The Madoff case was a wake-up call, exposing the inadequacy of the client reports provided to end-clients. These reports were basic, lacked digitisation and personalisation, and were inflexible in terms of frequency. While standard monthly, quarterly, and year-end reports outlining essential portfolio performance information were always there, they have now evolved to include more detailed insights about ESG performance or other extra-financial information, reflecting the changing interests of investors over the past 15 years.
Indeed, as periodic reporting grows more complex amid new requirements like ESG, investors are increasingly seeking more granular insights into their portfolios – particularly during periods of market stress. The collapse of Bear Stearns in March 2008 precipitated a spike in redemption requests from skittish investors who were invested in Madoff’s fake fund. In the last five years, while there hasn’t necessarily been the same level of fear to trigger mass redemption requests across the industry, events such as Russia’s invasion of Ukraine and the September 2022 Gilts crisis have posed nightmare weeks for asset managers.
When these events occur, investors inevitably demand more insight into their portfolios, leading to a rising number of requests for information from their fund managers. When the calls come in, it can cause utter chaos for those needing to put their clients’ minds at ease, mainly when their data management and reporting systems are not linked. Anyone who has worked in a client servicing capacity for an asset manager with archaic systems will know that tracking down the correct information in times of market stress is not always possible at short notice, and this can have a material effect on the long-term relationship between an investor and their manager.

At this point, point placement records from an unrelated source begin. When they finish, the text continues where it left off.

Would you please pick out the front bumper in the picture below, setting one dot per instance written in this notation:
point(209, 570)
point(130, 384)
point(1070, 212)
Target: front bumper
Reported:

The level of detail and clarity investors now get from the regular reports they receive from investment managers far exceeds what they could have expected in years gone by. However, there is still work to do when it comes to more bespoke calls for information. Many asset managers continue to rely on siloed legacy systems, with data scattered across the business and reporting solutions that need to be designed with modern asset or information types in mind. In addition, some actors also depend on BPO services that fail to meet expectations, which can result in ‘black boxes’ offering little or no flexibility.
Since Madoff’s fall from grace, nearly everyone has been aiming to increase investor demand for transparency and verifiability across the industry. Still, the task at hand will only be completed once all asset managers can depend on smooth interoperability between strong data architectures and modern reporting solutions.